Aloxistatin

Clinical data
- ATC code: none;

Legal status
- Legal status: US: Investigational drug;

Identifiers
- IUPAC name ethyl (2S,3S)-3-[[(2S)-4-methyl-1-(3-methylbutylamino)-1-oxopentan-2-yl]carbamoyl]oxirane-2-carboxylate;
- CAS Number: 88321-09-9;
- PubChem CID: 65663;
- ChemSpider: 59098;
- UNII: L5W337AOUR;
- ChEBI: CHEBI:101381;
- ChEMBL: ChEMBL63440;
- CompTox Dashboard (EPA): DTXSID00904150 ;
- ECHA InfoCard: 100.163.683

Chemical and physical data
- Formula: C_{17}H_{30}N_{2}O_{5}
- Molar mass: 342.436 g·mol^{−1}
- 3D model (JSmol): Interactive image;
- SMILES CCOC(=O)[C@@H]1[C@H](O1)C(=O)N[C@@H](CC(C)C)C(=O)NCCC(C)C;
- InChI InChI=1S/C17H30N2O5/c1-6-23-17(22)14-13(24-14)16(21)19-12(9-11(4)5)15(20)18-8-7-10(2)3/h10-14H,6-9H2,1-5H3,(H,18,20)(H,19,21)/t12-,13-,14-/m0/s1; Key:SRVFFFJZQVENJC-IHRRRGAJSA-N;

= Aloxistatin =

Chemical compound

Aloxistatin (loxistatin, E-64d, EST) is a drug which acts as a cysteine protease inhibitor and has anticoagulant effects. It is a synthetic analogue of E-64, a natural product derived from fungi. It was researched for the treatment of muscular dystrophy but was not successful in human clinical trials, though it has continued to be investigated for treatment of spinal cord injury, stroke and Alzheimer's disease.

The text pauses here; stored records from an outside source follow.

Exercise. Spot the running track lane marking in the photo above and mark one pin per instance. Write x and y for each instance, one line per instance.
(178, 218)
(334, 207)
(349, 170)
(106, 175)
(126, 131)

Aloxistatin also shows antiviral effects. Studies have shown it can inhibit cathepsin L, a protein believed to play a role in SARS-CoV-2 cellular entry. In a laboratory study using SARS-CoV-2 pseudovirions, aloxistatin was able to reduce viral entry into cells by approximately 92%.